I would also say the more they see/meet lil one down the line it mostly pales away as it's a real life child. The more you can do to bring this home the better it may be. For my mum it was others who asked her insensitive Qs and that made her worry/believe incorrect info. I just had to be strong and say no it's not relevant or that's not info we share. 

Good luck and sorry this is shadowing your joyful time x


----------



## AoC (Oct 28, 2008)

I also think GPs felt better after Celebration Day.  It's hard for them - we get days of official training and months of assessment which is really training too.  We read loads and chat here and learn probably far more than we think we do.  We forget, sometimes, what it's like form 'outside' or what it was like when we were starting out and knew nothing.

I think agencies should provide 'family packs' of easy to digest and relevant info to reassure and equip families to support their family members who are adopting.  But that's just me.


----------



## GERTIE179 (Apr 20, 2005)

Totally agree with AoC!!! ;-)


----------



## MummyPea (Jun 11, 2012)

AoC I do agree with you partly, however my mum is adopted herself so out of all the people in our family she should understand the importance of getting the right facts out there. My issue isn't her telling people about Little Pea as we've only told people the information we don't mind sharing... My issue is half-truths being told which thanks to Chinese Whispers become outright lies.

I spoke to her this morning, which was a battle in it's self as she was in childish mode and kept hanging up! When we eventually spoke I explained that I was upset that mis-information had gotten back to my Nanna and asked how this had happened.... Long story cut short, my mother being my mother, hadn't really listened to what I had told her. Because Little Pea does have a couple of minor medical issues and because we're going to see the medical adviser before panel, mum had managed to put 2 and 2 together to get 16. She had told this 16 to my dad, who told my uncle is was 25 who told my Nanna is was 74....

I've told my mum now in the future just not to discuss anything other than the basics, name, gender, age and when he's coming home. If anyone has any questions, they can come to me or hubby.

On a bright note, it's only 39 days until we meet our little boy!!


----------



## AoC (Oct 28, 2008)

Not long now!    Yeah, I think what I was trying to say is that because she's probably incredibly anxious about things potentially being bad (because she doesn't know better) she's laying her fears over reality and creating this new reality that's all distorted - just like you're saying.  My Mum was adopted, too, which was great in terms of her accepting non-biological grand children and knowing the 'mum' means 'the one who loves and cares for you', but absolutely awful in other ways.  She thinks the form of adoption she experienced, where baby is removed at birth, handed over to new parents and never knows anything about it till told at 18 is the right way to do things, and anything else is wrong.  Makes life a bit of an uphill struggle sometimes.  

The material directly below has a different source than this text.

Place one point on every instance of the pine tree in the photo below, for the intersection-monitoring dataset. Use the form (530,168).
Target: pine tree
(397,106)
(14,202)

I'm glad you managed to have your chat and hopefully things are sorted now.  ((((((hugs)))))


----------



## EverHopefulmum (Sep 23, 2009)

JesP, this is a nightmare. I'm so sorry your having to go through this. One of the hardest things i find is trying to manage everyone else's emotions when sometimes it's so hard to manage my own. You should be getting support, not having to give it all the time.  My parents are a bit odd to say the least and whenever you tell my dad something it's like the first time he heard it even if you have discussed it for hours or on several occasions.  It wouldn't be so bad only he always is like - why didn't you tell me this before & then accuses me of hiding things from him - its a bloody nightmare. I try to ignore it, but it's hard. 


Our LA offers an evening course for upto 4 members of your support network to help them understand what you are going through. Ours is coming up soon, so i will feedback on how it goes. Maybe you should see if your LA offers anything similar?


goodluck x


----------



## twinkletoes13 (Aug 20, 2013)

Hi all,

I don't really have much to add to this other than it seems to be a common theme amongst parents. We're no where near the matching process (we're doing our HS at the moment), but both our parents have come out with some corkers so far. The most recent one - after looking at Be My Parent, where there is a little chap described as being very intelligent, the reaction was "Gosh, you wouldn't think they'd be clever would you?".  Both sets of our parents are supportive and excited about us adopting, but even still, they persist with massive assumptions, and quite a but of utter nonsense. 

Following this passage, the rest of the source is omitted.